Methods: A quasi-experimental study design including questionnaires assessing knowledge and attitudes of hand hygiene and direct observation of participants was used to evaluate an educational programme on hand hygiene of the RU of a large district hospital. All healthcare workers (HCW), comprising 76 radiographers, 17 nurses, and nine healthcare assistants (HCA), agreed to participate in the study. Of these, 85 completed the initial and 76 the post-test anonymous questionnaire. The hand hygiene compliance of all 102 HCW was observed over a 3-week period prior to and after the intervention. The 2-month intervention consisted of talks on hand hygiene and benefits of ABHR, provision of visual aids, wall-mounted ABHR dispensers, and personal bottles of ABHR.
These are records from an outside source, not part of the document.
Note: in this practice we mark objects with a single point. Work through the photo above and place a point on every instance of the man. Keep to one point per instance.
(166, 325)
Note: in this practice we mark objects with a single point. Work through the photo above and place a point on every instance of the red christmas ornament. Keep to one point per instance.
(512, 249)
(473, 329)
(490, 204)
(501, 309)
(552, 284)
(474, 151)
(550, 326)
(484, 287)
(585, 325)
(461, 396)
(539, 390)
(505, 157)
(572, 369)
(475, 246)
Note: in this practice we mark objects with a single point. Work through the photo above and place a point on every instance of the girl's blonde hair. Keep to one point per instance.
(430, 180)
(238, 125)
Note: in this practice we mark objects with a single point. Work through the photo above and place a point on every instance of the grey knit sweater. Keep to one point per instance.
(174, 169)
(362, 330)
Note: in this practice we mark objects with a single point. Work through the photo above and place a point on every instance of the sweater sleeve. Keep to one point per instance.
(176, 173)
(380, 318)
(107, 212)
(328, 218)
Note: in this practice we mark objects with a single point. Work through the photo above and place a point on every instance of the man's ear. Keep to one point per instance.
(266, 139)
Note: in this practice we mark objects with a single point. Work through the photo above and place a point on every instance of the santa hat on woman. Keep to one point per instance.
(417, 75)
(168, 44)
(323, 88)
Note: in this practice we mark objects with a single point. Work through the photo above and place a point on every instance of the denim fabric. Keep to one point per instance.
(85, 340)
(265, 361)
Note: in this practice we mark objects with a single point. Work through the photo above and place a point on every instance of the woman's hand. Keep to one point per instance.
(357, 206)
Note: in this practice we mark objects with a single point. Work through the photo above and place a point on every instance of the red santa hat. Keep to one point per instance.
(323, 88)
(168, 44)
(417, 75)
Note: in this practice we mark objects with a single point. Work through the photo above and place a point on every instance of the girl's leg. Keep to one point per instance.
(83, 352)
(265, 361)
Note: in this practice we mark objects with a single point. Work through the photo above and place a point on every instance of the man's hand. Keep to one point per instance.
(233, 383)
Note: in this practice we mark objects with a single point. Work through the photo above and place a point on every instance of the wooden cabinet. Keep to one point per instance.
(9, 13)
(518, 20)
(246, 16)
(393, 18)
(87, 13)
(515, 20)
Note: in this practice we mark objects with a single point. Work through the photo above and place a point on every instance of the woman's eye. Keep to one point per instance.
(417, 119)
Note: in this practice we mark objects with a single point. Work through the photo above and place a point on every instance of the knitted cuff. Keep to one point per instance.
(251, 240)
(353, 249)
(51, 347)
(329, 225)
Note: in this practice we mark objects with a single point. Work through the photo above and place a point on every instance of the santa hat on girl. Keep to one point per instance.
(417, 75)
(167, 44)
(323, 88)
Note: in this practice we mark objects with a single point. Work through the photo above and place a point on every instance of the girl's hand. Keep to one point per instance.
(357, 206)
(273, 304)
Results: Before the intervention, overall hand hygiene compliance was low (28.9 %). Post-intervention, compliance with hand hygiene increased to 51.4 %. This improvement was significant for radiographers and HCA. Additionally, knowledge and attitudes improved in particular, understanding that ABHR can largely replace handwashing and there is a need to perform hand hygiene after environmental contact. The increased use of ABHR allowed HCW to feel they had enough time to perform hand hygiene.

Conclusions: The educational intervention led to increased awareness of hand hygiene opportunities and better acceptance of ABHR use. The reduced time needed to perform hand rubbing and improved access to dispensers resulted in fewer missed opportunities. Although radiographers and other allied HCW make frequent contact with patients, these may be mistakenly construed as irrelevant with respect to healthcare associated infections. Stronger emphasis on hand hygiene compliance of these staff may help reduce infection risk.